Miami Beach Mayor Worried about New Casinos Being Discussed in Backdoor Meetings, but Could a New Trump Casino or Other Really Come to Fruition?

Casino Watch Focus has reported on the ongoing attempts to expand gambling via a new Vegas-Style casino in the Miami area.  Most attempts are geared toward establishing new casinos, but now discussions are underway that seek to transfer existing licenses to new jurisdictions.  Miami Beach Mayor Dan Gelber is speaking out in hopes of bringing the process to light.  The Miami-Herald reports:

Republican leaders in Tallahassee are quietly considering an effort to allow casino owners to transfer gambling licenses to venues in locales that have banned gaming and preempt local restrictions, setting up a fight between cities, anti-gaming forces and state lawmakers in Florida, Miami Beach Mayor Dan Gelber warned Wednesday.

Gelber raised his concerns during the city’s commission meeting, saying that private conversations in Tallahassee could lead to legislation that would allow for a casino at the Fontainebleau Miami Beach hotel. Jeffrey Soffer — who owns the Fontainebleau and the Big Easy Casino in Broward County — has pushed for years to allow for gambling at his Beach resort.

Gelber also alluded to efforts by Genting Group, which owns the former Miami Herald bayfront property near downtown Miami, to build a casino resort. Also Wednesday, The Washington Post reported that the Trump Organization is lobbying for legislation in Tallahassee that would allow for a casino at the Trump National Doral Miami.

“This is a very frightening moment,” Gelber said, later telling the Miami Herald that “the measure … is going to first help give it to the Fontainebleau, and then one of those other two locations.”
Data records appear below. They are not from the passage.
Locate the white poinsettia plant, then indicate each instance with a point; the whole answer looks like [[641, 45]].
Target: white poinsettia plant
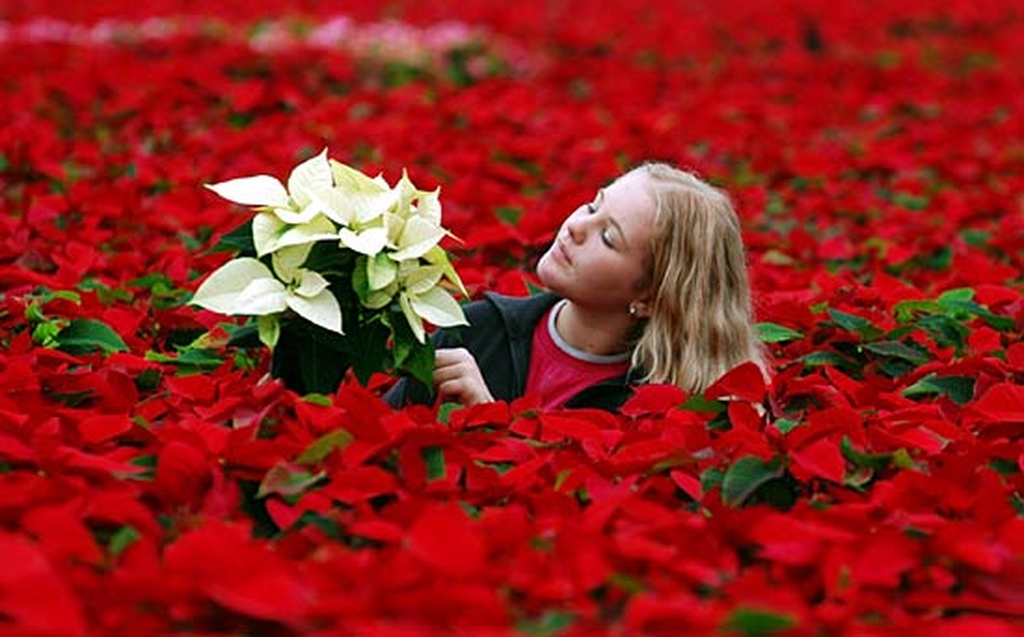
[[344, 252]]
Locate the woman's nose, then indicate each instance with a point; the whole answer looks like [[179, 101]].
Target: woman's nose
[[576, 227]]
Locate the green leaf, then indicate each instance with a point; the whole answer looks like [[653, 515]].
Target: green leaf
[[896, 349], [509, 214], [701, 405], [268, 327], [122, 539], [785, 425], [855, 324], [860, 459], [287, 478], [315, 453], [822, 357], [773, 333], [434, 459], [189, 358], [551, 623], [958, 388], [744, 476], [711, 478], [757, 622], [86, 335], [240, 240]]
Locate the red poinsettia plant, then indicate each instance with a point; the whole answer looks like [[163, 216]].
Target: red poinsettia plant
[[340, 270]]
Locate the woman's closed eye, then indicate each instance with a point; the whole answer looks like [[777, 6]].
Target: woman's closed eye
[[606, 238]]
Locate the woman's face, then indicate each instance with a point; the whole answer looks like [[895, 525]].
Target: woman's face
[[600, 255]]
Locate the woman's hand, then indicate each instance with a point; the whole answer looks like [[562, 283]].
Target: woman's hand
[[458, 377]]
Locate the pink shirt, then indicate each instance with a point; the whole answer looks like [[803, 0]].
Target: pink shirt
[[558, 371]]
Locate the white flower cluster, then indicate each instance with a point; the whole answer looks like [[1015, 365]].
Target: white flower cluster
[[397, 228]]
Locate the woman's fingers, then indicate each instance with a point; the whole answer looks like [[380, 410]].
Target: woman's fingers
[[458, 377]]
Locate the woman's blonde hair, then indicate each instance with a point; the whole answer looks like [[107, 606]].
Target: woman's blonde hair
[[700, 323]]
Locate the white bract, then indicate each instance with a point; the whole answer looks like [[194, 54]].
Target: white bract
[[245, 286], [397, 228]]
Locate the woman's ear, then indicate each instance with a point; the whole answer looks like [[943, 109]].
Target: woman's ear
[[640, 309]]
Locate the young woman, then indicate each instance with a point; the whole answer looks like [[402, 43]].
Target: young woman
[[647, 284]]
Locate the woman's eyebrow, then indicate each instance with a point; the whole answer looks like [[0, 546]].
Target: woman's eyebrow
[[619, 228]]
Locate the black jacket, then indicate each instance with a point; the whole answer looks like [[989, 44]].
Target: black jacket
[[500, 336]]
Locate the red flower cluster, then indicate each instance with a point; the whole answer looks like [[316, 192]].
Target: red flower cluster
[[154, 482]]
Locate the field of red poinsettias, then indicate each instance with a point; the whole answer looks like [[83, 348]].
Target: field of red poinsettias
[[151, 482]]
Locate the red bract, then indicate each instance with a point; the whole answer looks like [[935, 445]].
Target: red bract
[[155, 481]]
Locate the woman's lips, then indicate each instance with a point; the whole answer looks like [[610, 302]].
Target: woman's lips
[[561, 254]]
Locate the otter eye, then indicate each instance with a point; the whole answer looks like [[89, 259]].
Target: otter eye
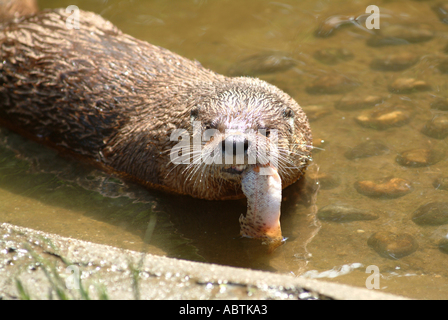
[[288, 113], [265, 131], [194, 113]]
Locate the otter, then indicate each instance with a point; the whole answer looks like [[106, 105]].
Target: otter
[[115, 101]]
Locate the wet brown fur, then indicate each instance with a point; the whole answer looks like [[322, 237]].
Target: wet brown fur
[[115, 100]]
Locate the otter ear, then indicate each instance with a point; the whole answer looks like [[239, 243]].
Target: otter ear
[[288, 113], [194, 113]]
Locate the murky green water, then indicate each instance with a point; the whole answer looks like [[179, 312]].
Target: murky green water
[[43, 191]]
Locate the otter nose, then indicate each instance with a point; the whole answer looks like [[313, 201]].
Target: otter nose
[[235, 145]]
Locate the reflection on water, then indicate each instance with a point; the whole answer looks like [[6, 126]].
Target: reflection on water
[[377, 100]]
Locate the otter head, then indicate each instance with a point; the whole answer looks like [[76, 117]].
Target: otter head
[[244, 123]]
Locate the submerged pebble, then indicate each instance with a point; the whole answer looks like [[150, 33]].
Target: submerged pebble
[[350, 102], [391, 245], [441, 9], [316, 112], [395, 62], [388, 188], [417, 158], [443, 245], [431, 214], [329, 26], [367, 149], [344, 213], [331, 84], [333, 56], [441, 183], [326, 181], [263, 63], [401, 34], [384, 117], [440, 104], [437, 127], [408, 85]]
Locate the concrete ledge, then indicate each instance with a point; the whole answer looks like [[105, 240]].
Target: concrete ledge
[[39, 262]]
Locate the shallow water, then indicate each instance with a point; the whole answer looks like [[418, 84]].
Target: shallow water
[[41, 190]]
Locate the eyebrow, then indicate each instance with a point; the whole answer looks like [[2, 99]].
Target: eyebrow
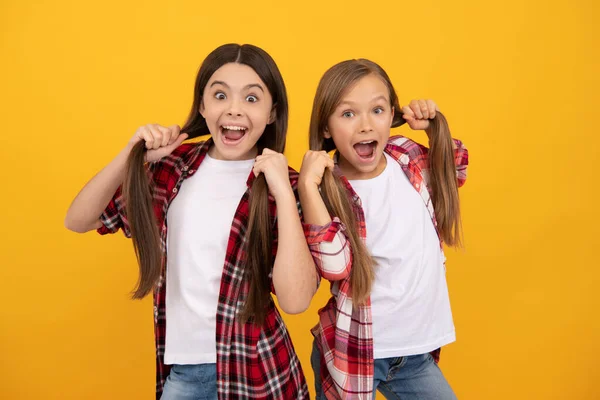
[[256, 85], [351, 103]]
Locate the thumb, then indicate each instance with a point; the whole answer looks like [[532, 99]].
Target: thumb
[[176, 143]]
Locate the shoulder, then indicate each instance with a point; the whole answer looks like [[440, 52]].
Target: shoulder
[[293, 174]]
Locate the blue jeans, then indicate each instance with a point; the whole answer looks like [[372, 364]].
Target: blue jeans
[[191, 382], [407, 378]]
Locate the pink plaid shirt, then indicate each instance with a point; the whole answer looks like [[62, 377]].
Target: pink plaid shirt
[[344, 332]]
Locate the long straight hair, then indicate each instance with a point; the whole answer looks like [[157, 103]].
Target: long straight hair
[[334, 84], [137, 188]]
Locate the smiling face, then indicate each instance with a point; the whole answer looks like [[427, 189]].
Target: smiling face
[[237, 106], [360, 127]]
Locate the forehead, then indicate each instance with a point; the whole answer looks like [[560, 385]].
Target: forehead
[[366, 89], [236, 76]]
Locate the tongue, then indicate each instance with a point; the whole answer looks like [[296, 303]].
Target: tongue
[[364, 150], [233, 135]]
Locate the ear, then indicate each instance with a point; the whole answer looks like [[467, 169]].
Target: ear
[[201, 109], [273, 115]]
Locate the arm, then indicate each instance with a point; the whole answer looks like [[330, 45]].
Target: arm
[[84, 213], [326, 240], [294, 276]]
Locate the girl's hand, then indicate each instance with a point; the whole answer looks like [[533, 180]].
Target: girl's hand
[[160, 140], [313, 168], [418, 113], [275, 167]]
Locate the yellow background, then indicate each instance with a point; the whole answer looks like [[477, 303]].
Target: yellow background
[[518, 82]]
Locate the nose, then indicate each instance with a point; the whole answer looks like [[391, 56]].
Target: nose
[[235, 108], [365, 125]]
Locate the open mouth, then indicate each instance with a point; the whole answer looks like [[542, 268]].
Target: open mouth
[[233, 134], [366, 150]]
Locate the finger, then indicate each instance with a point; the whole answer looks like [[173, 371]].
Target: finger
[[424, 109], [156, 134], [177, 142], [330, 164], [147, 136], [432, 107], [416, 109], [175, 131]]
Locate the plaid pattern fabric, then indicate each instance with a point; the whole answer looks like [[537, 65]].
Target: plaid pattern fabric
[[252, 362], [344, 332]]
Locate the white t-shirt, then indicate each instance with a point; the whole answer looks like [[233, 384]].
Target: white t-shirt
[[410, 303], [199, 221]]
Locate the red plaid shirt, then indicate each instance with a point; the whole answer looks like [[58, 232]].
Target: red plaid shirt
[[344, 332], [252, 362]]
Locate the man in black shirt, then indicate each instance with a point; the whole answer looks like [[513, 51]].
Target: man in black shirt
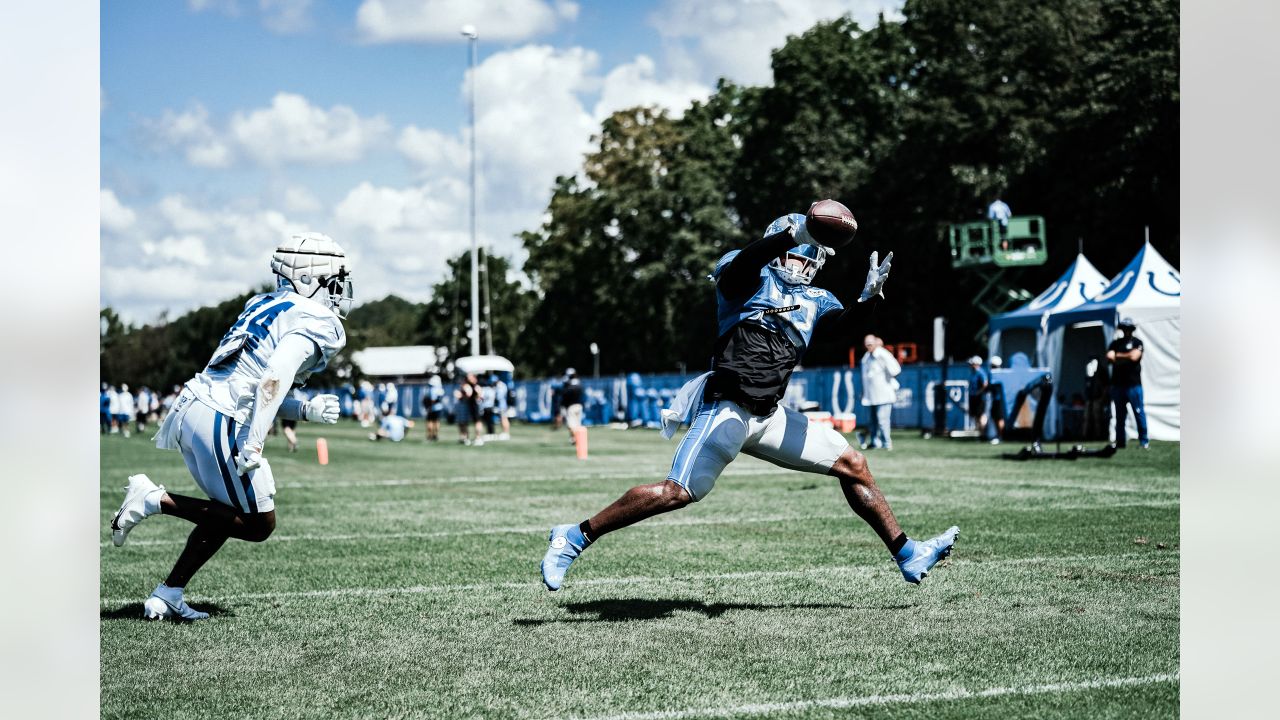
[[1125, 358]]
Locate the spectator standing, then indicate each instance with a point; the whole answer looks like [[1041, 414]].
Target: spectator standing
[[489, 406], [571, 400], [127, 410], [392, 427], [880, 391], [502, 393], [979, 400], [104, 409], [391, 400], [434, 405], [996, 390], [144, 409], [1096, 400], [1125, 358], [467, 410], [1000, 213]]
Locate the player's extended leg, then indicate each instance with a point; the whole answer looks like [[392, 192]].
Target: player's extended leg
[[712, 441], [787, 438]]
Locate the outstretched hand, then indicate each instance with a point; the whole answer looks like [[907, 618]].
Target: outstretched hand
[[876, 277]]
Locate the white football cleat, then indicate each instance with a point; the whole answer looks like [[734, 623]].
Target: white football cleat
[[133, 509], [167, 604]]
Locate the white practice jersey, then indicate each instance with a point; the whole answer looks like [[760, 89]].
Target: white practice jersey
[[242, 356]]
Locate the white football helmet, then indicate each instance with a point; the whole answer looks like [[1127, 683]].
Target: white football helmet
[[799, 264], [314, 265]]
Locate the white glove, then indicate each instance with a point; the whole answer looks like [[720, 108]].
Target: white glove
[[248, 460], [876, 277], [801, 235], [323, 409]]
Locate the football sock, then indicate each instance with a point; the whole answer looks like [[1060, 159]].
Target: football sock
[[901, 547]]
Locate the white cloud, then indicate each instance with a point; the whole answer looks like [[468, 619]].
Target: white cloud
[[434, 21], [278, 16], [295, 131], [712, 39], [181, 215], [636, 83], [190, 131], [286, 16], [182, 255], [433, 150], [188, 249], [291, 130], [114, 215], [298, 199]]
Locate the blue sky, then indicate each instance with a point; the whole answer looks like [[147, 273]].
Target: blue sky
[[227, 124]]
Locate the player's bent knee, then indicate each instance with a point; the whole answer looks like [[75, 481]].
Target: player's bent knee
[[260, 528], [673, 496], [853, 465]]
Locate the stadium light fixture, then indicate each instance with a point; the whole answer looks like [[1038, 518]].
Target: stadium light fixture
[[470, 32]]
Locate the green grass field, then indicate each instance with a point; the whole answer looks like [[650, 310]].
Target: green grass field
[[402, 580]]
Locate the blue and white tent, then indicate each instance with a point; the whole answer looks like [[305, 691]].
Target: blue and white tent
[[1023, 329], [1150, 291]]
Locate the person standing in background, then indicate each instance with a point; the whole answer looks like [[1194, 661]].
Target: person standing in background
[[979, 400], [434, 405], [880, 391], [1125, 358], [127, 409]]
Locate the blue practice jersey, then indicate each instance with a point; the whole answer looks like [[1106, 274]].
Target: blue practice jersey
[[789, 309]]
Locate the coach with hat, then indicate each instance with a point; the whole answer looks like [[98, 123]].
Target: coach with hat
[[1125, 358]]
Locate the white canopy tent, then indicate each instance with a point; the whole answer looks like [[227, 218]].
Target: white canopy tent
[[1150, 291], [1023, 329]]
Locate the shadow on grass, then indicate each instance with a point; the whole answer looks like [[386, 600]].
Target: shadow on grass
[[133, 611], [626, 610]]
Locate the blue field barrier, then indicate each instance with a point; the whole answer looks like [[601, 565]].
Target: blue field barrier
[[636, 400]]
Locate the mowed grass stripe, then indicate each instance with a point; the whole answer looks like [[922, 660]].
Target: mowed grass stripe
[[821, 572], [905, 698], [543, 528]]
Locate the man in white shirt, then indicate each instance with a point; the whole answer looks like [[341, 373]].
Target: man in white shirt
[[220, 418], [880, 391]]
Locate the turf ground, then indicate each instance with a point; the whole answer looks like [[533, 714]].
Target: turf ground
[[402, 580]]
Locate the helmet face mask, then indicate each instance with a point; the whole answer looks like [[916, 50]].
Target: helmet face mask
[[314, 265], [800, 264]]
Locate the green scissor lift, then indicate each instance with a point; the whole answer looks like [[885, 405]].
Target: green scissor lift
[[992, 251]]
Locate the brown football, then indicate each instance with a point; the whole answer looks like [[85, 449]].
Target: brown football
[[831, 223]]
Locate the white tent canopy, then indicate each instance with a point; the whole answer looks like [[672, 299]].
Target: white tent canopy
[[406, 360], [1023, 329], [1150, 291]]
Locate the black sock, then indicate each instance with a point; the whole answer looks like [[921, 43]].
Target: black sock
[[896, 545]]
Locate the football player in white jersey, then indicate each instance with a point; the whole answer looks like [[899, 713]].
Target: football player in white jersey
[[220, 418]]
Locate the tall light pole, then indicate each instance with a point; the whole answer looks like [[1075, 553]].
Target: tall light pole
[[474, 333]]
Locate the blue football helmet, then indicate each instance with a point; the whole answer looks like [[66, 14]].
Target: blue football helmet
[[799, 264]]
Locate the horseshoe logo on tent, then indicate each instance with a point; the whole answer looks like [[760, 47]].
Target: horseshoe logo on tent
[[1048, 297], [1151, 278], [1115, 288]]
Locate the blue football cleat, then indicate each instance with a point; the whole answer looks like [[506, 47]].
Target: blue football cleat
[[566, 545], [924, 555]]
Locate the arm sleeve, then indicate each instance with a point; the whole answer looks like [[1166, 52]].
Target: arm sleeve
[[293, 409], [289, 356], [743, 274]]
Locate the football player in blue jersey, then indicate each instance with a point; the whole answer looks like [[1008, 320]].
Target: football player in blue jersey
[[768, 313], [220, 418]]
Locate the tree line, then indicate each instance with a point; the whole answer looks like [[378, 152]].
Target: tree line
[[1066, 109]]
Speculation grew about a Trump Casino in particular, but just how likely is it that they could expand the casino business in Florida at this time?  A deep dive by an online casino trade source indicates its not very like, and some obstacles exist for other casino companies as well:

The troubles facing former President Donald Trump’s faltering business empire were well documented by /Bloomberg News/ this week. Jumping back into the casino industry, however, probably isn’t the most viable solution that would be offered up by Trump’s creditors. They are owed some $590 million in loans that come due over the next few years.

Based on Trump’s gaming industry track record, bankruptcy lawyers could be the only group excited by news reports that he may be eyeing a casino for his struggling Trump National Doral golf club near Miami. However, Florida’s Seminole Indian Tribe, Disney Corp., and the state constitution block the path for another Trump gaming enterprise.

Together, the Seminoles and Disney have spent millions of dollars defeating Florida gaming expansion efforts. In 2018, they threw their considerable weight behind the passage of Amendment 3, which changed the state constitution. Casino-style gambling can’t be expanded away from tribal lands unless it is approved in a statewide ballot measure that earns at least 60% support.

Republican legislators in Florida are reportedly considering a bill that would allow the gaming-license transfer process. But the idea has drawn opposition from the anti-gaming lobby. Miami Beach Mayor Dan Gelber told the Associated Press that the governor and legislative Republicans would have to choose between “loyalty to Trump or loyalty to their constituents.”

Florida Gov. Ron DeSantis may be a Trump ally, but who is going to bet against the Seminoles, Disney, and the constitution? Even if Trump were to acquire a gaming license, good luck financing a casino deal.